Dabei unterscheidet die NLA zwischen einer kompletten Statinintoleranz (unabhängig von Statin und Dosis) und einer partiellen (tolerierte Dosis nicht ausreichend, um das individuelle Therapieziel zu erreichen).21 Eine komplette Statinintoleranz ist selten und betrifft < 5 % der Patient:innen; die Autor:innen empfehlen daher das Austesten mehrerer Statine in verschiedenen Dosierungen – bis hin zur Einnahme der Mindestdosis jeden zweiten Tag oder auch nur 2-mal pro Woche. Bei Patient:innen mit einem hohen oder sehr hohen kardiovaskulären Risiko mit Statinintoleranz und LDL-C-Werten außerhalb des Therapieziels sollte jedoch rasch mit einer ergänzenden alternativen Therapie begonnen werden (z.

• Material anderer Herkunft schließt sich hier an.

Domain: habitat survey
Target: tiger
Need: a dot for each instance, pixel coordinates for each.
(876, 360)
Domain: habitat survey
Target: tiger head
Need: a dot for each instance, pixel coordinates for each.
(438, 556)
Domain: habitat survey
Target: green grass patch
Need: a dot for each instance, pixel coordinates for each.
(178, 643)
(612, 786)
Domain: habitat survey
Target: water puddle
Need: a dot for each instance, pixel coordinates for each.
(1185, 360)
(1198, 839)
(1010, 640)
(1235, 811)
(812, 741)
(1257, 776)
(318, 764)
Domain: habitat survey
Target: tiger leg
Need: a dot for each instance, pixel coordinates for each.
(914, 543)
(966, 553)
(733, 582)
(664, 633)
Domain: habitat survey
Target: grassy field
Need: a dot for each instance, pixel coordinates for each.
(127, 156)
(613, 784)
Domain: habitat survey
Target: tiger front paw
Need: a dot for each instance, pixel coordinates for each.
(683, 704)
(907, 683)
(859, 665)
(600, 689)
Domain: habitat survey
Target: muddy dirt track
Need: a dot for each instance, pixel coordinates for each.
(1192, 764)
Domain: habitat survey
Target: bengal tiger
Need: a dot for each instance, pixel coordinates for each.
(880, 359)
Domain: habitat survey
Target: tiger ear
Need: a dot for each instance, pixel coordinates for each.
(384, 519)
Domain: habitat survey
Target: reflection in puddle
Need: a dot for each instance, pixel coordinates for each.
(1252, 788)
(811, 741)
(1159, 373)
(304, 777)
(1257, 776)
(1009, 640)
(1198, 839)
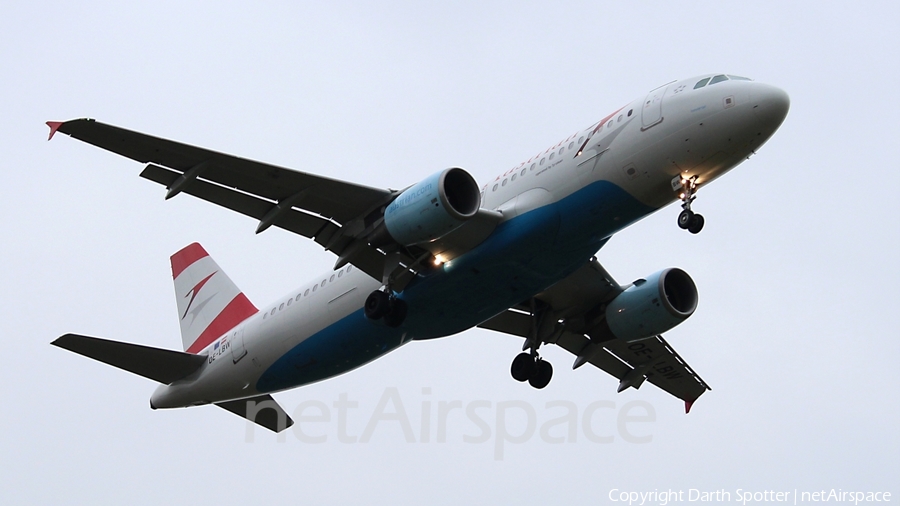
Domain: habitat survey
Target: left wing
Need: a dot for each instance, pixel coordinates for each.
(564, 315)
(336, 214)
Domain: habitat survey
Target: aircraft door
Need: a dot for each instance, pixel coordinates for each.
(651, 112)
(238, 351)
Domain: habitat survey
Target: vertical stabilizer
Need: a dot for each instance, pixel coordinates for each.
(209, 303)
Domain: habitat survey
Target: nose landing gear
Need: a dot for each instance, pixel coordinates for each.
(533, 369)
(687, 219)
(380, 305)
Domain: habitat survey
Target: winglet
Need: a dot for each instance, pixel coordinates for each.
(54, 126)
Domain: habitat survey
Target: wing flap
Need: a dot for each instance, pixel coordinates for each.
(327, 197)
(164, 366)
(293, 220)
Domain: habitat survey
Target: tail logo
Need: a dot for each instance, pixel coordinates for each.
(193, 294)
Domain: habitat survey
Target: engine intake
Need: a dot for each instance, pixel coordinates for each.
(652, 306)
(433, 207)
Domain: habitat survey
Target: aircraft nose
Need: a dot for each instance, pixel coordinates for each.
(771, 105)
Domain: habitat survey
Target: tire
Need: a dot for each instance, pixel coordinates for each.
(542, 374)
(696, 224)
(397, 314)
(523, 366)
(378, 304)
(685, 218)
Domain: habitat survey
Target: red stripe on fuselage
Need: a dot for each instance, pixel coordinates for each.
(238, 310)
(187, 256)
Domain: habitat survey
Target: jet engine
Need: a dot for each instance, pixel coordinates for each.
(433, 207)
(652, 306)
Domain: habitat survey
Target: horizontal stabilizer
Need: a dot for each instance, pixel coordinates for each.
(164, 366)
(261, 410)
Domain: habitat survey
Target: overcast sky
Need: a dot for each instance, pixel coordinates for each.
(797, 266)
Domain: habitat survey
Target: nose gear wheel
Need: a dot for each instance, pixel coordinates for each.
(687, 219)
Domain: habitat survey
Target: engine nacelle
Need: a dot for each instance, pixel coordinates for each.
(652, 306)
(433, 207)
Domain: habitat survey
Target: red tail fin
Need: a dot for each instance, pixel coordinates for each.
(209, 303)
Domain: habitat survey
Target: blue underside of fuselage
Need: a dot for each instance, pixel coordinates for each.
(524, 256)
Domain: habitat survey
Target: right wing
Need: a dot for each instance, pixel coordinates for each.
(338, 215)
(565, 315)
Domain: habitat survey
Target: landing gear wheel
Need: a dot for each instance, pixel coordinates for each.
(397, 313)
(685, 219)
(541, 375)
(523, 367)
(696, 224)
(378, 304)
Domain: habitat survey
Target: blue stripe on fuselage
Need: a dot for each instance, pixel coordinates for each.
(524, 256)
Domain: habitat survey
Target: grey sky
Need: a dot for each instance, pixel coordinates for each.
(797, 265)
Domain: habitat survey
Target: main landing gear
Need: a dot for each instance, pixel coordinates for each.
(688, 220)
(381, 305)
(531, 368)
(528, 365)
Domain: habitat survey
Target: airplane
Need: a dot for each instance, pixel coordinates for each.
(516, 255)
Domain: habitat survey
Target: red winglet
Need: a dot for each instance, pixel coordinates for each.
(54, 126)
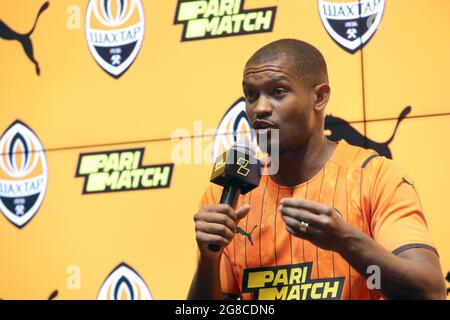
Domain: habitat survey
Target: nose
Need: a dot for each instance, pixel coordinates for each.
(263, 108)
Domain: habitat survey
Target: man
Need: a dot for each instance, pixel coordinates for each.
(330, 214)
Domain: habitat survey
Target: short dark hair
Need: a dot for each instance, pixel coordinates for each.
(309, 62)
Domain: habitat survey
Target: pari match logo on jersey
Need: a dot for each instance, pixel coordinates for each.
(351, 23)
(121, 170)
(290, 282)
(234, 127)
(23, 174)
(206, 19)
(114, 32)
(123, 283)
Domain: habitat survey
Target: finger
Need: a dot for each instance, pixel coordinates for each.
(214, 217)
(242, 211)
(208, 238)
(302, 215)
(214, 228)
(314, 207)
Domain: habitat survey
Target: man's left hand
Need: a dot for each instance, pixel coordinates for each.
(315, 222)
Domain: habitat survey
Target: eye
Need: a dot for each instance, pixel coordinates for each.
(279, 92)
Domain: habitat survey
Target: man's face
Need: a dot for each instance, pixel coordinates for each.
(276, 98)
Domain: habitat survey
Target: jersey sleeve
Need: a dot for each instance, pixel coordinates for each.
(230, 289)
(397, 219)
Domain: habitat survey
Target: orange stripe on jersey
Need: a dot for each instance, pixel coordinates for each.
(267, 262)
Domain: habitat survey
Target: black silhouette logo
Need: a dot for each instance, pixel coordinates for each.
(246, 234)
(341, 129)
(9, 34)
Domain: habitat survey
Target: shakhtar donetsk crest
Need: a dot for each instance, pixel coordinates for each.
(351, 23)
(114, 32)
(23, 174)
(124, 284)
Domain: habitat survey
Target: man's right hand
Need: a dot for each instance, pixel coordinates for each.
(217, 224)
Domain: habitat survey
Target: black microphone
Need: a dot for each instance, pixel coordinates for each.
(239, 172)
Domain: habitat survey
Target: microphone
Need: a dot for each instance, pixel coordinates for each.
(238, 172)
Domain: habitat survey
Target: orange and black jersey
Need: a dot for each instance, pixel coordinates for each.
(372, 193)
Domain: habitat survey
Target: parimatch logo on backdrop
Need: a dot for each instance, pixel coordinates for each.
(121, 170)
(205, 19)
(23, 174)
(351, 23)
(124, 283)
(114, 32)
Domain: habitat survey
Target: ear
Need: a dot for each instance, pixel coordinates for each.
(321, 96)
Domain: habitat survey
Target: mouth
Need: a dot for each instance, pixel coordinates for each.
(263, 125)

B. Zugabe von Ezetimib, Bempedoinsäure oder PCSK9-Inhibitoren).21

Resümee

Zusammenfassend sollte das Lipidmanagement bei älteren und hochbetagten Patient:innen in der heutigen Zeit mit steigender Lebenserwartung inkl. längeren symptomfreien Überlebens in der täglichen Praxis individuell abgewogen werden. Auch wenn es im Bereich der Sekundärprävention bereits zum Teil Guideline-Empfehlungen gibt, so sind weitere Studien notwendig, um konkrete Empfehlungen zur Primärprävention bei älteren Patient:innen abzugeben. In diesem Zusammenhang werden die Ergebnisse der Studien STAREE und PREVENTABLE (Primärprävention, Statin vs. Placebo bei ≥ 70- bzw. 75-jährigen Patient:innen) bereits mit Spannung erwartet.